Nie ma szans na wprowadzenie pomyslu Kaczynskiego. To jest raczej rzecz z zakresu marketingu politycznego realizowanego przez partie ktora nazywa sie Prawo i Sprawiedliwosc . Doskonale wiadomo ze jest to rzecz pozadana przez wiekszosc opinii publicznej ktora w jakis sposob holduje tak ujetemu prawu talionu szczegolnie w czasach gdy codzien slyszy sie o jakims zwyrodnialcu Tyle ze w obecnej czy przyszlej konfiguracji politycznej jest to praktycznie awykonalne. Chyba ze PiS z LPR i Samoobrona mieliby ponad 60% glosow i swojego prezydenta. Trzeba zmienic konstytucje, wypowiedziec kilka umow miedzynarodowych. Z Rady Europy i kilku organizacji miedzynarodowych, ktore pilnuja innych praw czlowieka sami nas wyrzuca. Bedziemy traktowani na rowni z Bialorusia. Zreszta najlepszym gwarantem wprowadzenia kary smierci bylaby dyktatura. Jej zawsze potrzebna jest taka opcja bo przeciez kara smierci chociaz z innych wzgledow. Dzieki zamordyzmowi spokoj i sielanka na ulicach beda i tak gwarantowane.

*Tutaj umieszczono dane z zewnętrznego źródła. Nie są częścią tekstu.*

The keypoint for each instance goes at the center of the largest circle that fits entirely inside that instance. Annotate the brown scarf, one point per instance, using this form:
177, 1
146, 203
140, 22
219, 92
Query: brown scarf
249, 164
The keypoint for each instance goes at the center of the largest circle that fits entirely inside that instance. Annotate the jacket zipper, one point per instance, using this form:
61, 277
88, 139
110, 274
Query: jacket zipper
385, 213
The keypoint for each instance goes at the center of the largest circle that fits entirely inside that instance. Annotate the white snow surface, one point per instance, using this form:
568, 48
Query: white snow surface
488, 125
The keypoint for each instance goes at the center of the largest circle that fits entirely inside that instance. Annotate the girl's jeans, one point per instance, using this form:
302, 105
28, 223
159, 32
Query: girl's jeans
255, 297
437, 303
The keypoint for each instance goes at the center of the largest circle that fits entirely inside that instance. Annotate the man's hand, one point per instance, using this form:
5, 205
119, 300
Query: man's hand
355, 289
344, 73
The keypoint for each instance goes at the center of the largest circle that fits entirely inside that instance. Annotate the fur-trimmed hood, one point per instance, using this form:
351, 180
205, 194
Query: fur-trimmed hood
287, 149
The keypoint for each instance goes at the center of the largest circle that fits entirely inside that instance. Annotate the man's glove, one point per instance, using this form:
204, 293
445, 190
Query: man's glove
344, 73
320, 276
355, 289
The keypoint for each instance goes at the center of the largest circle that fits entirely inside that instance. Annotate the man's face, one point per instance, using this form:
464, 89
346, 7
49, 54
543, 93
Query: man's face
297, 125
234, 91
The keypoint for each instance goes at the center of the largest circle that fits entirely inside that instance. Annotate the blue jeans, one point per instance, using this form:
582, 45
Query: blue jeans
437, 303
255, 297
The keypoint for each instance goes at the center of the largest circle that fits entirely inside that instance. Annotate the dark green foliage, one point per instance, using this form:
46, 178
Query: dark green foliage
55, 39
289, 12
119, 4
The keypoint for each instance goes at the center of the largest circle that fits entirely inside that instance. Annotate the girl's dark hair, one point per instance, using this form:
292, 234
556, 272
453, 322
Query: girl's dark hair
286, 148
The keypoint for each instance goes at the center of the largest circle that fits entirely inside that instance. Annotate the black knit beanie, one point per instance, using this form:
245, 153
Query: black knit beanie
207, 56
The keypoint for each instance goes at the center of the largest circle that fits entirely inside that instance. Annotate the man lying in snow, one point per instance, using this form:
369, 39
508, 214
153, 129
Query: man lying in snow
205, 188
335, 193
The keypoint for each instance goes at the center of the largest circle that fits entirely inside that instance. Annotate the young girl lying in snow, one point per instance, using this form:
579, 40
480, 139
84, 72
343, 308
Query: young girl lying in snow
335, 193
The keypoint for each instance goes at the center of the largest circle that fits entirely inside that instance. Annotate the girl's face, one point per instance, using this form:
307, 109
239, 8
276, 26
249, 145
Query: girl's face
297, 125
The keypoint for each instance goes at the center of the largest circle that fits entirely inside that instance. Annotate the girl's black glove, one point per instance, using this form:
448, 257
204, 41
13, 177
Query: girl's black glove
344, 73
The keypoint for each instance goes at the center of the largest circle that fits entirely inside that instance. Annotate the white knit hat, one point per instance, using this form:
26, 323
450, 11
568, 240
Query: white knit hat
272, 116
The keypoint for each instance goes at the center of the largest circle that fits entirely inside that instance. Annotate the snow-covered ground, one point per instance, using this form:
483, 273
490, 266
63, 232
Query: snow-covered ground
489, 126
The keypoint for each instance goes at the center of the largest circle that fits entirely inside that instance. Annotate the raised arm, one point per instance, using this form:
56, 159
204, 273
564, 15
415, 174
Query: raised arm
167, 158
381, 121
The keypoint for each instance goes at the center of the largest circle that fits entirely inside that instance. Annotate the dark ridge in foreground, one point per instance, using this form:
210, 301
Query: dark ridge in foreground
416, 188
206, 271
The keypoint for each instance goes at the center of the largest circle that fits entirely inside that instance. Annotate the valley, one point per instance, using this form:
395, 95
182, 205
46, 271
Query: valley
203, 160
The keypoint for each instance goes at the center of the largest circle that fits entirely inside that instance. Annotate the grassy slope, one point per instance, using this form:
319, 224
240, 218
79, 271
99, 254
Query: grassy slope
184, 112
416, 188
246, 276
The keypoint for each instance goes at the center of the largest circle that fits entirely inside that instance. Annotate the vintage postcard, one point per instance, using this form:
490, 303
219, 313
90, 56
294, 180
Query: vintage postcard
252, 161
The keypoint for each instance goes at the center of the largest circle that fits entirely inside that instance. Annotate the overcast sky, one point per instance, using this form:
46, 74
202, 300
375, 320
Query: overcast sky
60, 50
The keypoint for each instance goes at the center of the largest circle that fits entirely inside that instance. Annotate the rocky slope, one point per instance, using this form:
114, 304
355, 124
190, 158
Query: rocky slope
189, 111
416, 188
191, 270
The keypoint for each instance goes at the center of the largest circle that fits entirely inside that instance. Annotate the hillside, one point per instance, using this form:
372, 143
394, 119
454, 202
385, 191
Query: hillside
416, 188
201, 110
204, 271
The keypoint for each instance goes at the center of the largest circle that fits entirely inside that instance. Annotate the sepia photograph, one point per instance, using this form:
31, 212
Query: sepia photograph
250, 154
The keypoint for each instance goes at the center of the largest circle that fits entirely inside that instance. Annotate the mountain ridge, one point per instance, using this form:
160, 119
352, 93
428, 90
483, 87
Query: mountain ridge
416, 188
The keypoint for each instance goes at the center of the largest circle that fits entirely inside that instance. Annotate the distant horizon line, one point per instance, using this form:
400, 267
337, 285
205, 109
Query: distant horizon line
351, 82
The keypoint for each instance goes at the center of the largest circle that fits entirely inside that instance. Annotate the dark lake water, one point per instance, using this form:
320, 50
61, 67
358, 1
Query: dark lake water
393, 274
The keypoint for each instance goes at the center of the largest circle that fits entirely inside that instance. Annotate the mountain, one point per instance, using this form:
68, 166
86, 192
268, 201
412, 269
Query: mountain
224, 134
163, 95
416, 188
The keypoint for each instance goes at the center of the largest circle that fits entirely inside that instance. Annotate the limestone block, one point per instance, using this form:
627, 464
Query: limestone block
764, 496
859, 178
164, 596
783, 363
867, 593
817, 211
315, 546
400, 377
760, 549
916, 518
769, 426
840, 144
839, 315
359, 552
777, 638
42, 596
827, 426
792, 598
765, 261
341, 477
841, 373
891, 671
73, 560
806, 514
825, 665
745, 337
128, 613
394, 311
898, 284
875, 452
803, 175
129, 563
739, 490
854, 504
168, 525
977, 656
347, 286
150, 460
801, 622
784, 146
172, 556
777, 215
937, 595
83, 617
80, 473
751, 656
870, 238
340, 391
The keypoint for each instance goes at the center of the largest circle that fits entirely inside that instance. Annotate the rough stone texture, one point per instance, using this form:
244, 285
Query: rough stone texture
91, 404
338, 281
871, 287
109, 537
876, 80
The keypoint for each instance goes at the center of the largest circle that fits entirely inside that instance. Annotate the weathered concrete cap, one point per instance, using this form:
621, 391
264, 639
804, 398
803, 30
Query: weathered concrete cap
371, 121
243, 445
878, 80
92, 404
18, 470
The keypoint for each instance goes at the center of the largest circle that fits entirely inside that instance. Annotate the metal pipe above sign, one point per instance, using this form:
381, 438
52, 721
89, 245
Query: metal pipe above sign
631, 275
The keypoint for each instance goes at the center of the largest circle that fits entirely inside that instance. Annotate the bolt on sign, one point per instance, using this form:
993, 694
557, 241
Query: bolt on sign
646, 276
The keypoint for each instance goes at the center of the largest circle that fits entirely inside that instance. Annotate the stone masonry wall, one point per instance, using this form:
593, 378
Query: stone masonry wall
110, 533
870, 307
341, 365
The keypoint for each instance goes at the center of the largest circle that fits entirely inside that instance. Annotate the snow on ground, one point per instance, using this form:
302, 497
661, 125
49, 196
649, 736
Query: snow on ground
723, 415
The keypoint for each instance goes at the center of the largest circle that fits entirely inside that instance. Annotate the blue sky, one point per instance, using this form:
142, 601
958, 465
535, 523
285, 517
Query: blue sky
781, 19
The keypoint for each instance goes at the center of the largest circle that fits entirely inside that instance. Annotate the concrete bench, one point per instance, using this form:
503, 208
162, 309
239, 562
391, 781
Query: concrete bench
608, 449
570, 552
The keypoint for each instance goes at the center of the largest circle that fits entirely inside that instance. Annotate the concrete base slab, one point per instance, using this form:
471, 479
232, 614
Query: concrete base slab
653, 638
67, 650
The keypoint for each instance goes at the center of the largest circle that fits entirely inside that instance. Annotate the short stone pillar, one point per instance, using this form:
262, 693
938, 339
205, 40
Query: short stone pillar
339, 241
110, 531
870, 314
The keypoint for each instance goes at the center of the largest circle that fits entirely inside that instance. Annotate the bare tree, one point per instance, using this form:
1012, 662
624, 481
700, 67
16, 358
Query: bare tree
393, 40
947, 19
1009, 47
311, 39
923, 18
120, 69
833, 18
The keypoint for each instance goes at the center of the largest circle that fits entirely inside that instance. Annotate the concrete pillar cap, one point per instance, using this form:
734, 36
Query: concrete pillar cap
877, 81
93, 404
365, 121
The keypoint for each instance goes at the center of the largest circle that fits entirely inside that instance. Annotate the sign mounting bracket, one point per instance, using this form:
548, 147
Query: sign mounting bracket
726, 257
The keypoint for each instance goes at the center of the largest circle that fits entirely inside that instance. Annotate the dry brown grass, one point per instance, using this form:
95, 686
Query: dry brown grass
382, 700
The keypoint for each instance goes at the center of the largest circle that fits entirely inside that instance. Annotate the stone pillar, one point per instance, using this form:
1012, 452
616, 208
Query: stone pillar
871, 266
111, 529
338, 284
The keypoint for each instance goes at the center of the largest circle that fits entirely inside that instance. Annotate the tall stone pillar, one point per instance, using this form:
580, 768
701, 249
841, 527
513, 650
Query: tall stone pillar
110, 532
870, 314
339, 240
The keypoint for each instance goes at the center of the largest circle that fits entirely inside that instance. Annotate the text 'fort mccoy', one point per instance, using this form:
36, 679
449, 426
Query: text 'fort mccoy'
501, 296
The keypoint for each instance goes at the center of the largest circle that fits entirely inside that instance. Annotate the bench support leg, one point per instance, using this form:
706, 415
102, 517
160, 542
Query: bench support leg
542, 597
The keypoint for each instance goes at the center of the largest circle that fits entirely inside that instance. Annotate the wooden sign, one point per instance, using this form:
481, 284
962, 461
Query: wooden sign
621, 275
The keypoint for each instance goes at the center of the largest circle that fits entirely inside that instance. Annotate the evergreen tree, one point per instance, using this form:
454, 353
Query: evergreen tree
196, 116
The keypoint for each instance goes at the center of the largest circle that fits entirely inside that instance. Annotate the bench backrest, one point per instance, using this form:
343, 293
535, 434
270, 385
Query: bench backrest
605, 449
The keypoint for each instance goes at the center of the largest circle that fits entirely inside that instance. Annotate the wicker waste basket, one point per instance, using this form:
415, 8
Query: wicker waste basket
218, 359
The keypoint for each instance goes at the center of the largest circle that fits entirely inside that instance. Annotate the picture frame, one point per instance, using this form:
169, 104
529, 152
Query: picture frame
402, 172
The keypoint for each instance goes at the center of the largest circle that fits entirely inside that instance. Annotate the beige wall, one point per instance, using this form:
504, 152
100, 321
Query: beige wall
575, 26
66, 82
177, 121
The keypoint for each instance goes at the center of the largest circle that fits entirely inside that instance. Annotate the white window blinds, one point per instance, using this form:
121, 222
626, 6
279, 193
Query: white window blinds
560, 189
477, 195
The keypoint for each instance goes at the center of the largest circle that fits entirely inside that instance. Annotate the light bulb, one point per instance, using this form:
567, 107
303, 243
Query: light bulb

Sa rozne przypadki. Sa zbrodniarze wojenni z Jugoslawii jest tez angielski 100latek ktory w specyficzny sposob dokonal eutanazji swojej zony. Te sprawy dzieli przepasc. Ale nie zawsze jest tak czarno bialo. Sa sprawy pomiedzy jak wtedy to wywazyc. Jesli kogos zamkniemy zawsze mozna skorygowac wyrok. Niestety cena demokracji europejskiej , kultury w jakiej zyjemy jest brak kary smierci. Cena za nasze poczucie bezpieczenstwa to uratowanie 1 niewinnego i danie 2. szansy setka innych. Czy to wiele? W koncu to zyjemy podobno w kraju kultury chrzescijanskiej To do czegos zobowiazuje.
-
- Loża WSR
- Posty: 7525
- Rejestracja: 14 cze (sob) 2003, 02:00:00
Aaaaaaaa... Dzizas czyli to prawda co mowia na miescie. Tymochowicz zapisal Leppera do WSR. Slyszalem ze Beger Zloty Warkocz i Hojarska Diler tez maja byc tylko od pazdziernika. Juz nie zalapia sie na wrzesniowe warsztaty z technik sprzedazy wspolnie z Andreasem. Nie wiecie moze na jakich beda specjalizacjach?